Alain VANHEUSDEN

 

Diplômes: Licencié en Sciences Dentaires

Docteur en Médecine Dentaire (PhD)

Expertises: Prothèse fixe, dentisterie esthétique et minimalement invasive

Fonctions hospitalo-universitaires: Professeur de Prothèse Fixe, Liège Université.

Chef du Service de Prothèse Fixe, Centre Hospitalier Universitaire (CHU) de Liège

 

Alain Vanheusden a obtenu son diplôme de licencié en sciences dentaires à Liège Université  en 1990.

De 1990 à 1999, il a complété sa formation post-graduate par un diplôme d’enseignement supérieur en réhabilitation orale et un autre en chirurgie et réhabilitation orale implantaire dans la même université.

En 1998, il obtient son diplôme de Docteur en Médecine Dentaire (PhD).

Il est responsable de l’enseignement du cours de prothèse fixe et impliqué dans plusieurs formations post-graduate (Certificat Universitaire de Compétence en Réhabilitation Orale (Liège Université), Diplôme d’Université en Implantologie Orale (Université de Corte, France), formations continuées consacrées à la dentisterie esthétique et minimalement invasive).

Sa pratique clinique est axée sur les restaurations de prothèse fixe sur dents naturelles et sur implants, l’esthétique et la dentisterie minimalement invasive. Il donne de nombreuses conférences à l’échelle nationale et internationale. Il est membre affilié de l’Académie Européenne de Dentisterie Esthétique et de diverses organisations scientifiques nationales et internationales. Il est l’auteur de plusieurs publications internationales.

 

Résumé de son intervention:

La fin du vingtième siècle s’est caractérisée par une diminution significative de la prévalence de la carie dentaire dans la plupart des pays de l’Union Européenne.

Paradoxalement, nous assistons, depuis plusieurs années, à une recrudescence des lésions d’usure dentaire d’origine non carieuse chez nos patients. Cette constatation peut d’une part s’expliquer par l’accroissement de la durée de vie moyenne des dents en général (soins plus performants et plus conservateurs, augmentation de l’espérance de vie des individus, …) et d’autre part, par certains aspects de notre société (stress, habitudes alimentaires, médications, …).

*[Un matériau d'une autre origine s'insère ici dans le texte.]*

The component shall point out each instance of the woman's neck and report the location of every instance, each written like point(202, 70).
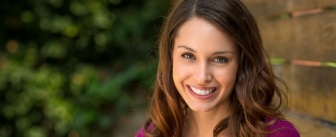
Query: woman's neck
point(202, 124)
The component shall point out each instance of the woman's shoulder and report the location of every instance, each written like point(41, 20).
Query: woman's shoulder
point(282, 128)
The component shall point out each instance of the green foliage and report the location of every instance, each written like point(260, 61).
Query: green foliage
point(71, 67)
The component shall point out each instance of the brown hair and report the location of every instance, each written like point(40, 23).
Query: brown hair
point(255, 89)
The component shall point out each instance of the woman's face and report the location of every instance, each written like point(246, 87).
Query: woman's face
point(205, 63)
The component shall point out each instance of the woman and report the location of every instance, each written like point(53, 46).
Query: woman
point(213, 77)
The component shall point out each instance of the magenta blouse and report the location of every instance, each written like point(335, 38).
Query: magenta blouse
point(281, 128)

Les lésions d’attrition et d’érosion sont, sans aucun doute, les plus répandues et les plus agressives. Elles sont principalement à mettre en relation directe avec deux maux de notre société « dite » moderne : le stress (et le bruxisme qui y est souvent associé) et la consommation excessive de sodas dont le caractère érosif n’est plus à démontrer.

A un stade avancé, elles sont encore parfois traitées à l’aide de restaurations périphériques conventionnelles de type couronnes. Ce choix va cependant à l’encontre des principes d’économie tissulaire puisqu’il s’accompagne inéluctablement d’une réduction supplémentaire des tissus dentaires résiduels, de fréquentes pulpectomies, de restaurations à ancrage corono-radiculaire et d’allongements coronaires chirurgicaux compensant le manque de rétention et de stabilité des piliers.

Aujourd’hui pourtant, grâce à l’amélioration continue de l’efficacité des protocoles de collage amélo-dentinaire et à la meilleure connaissance des biomatériaux prothétiques, certaines approches thérapeutiques rationnelles, fiables et peu invasives peuvent souvent être proposées. Le but de cet exposé est de présenter, étape par étape, un protocole de traitement  basé sur la réalisation de restaurations prothétiques partielles collées, tant sur les dents antérieures que postérieures.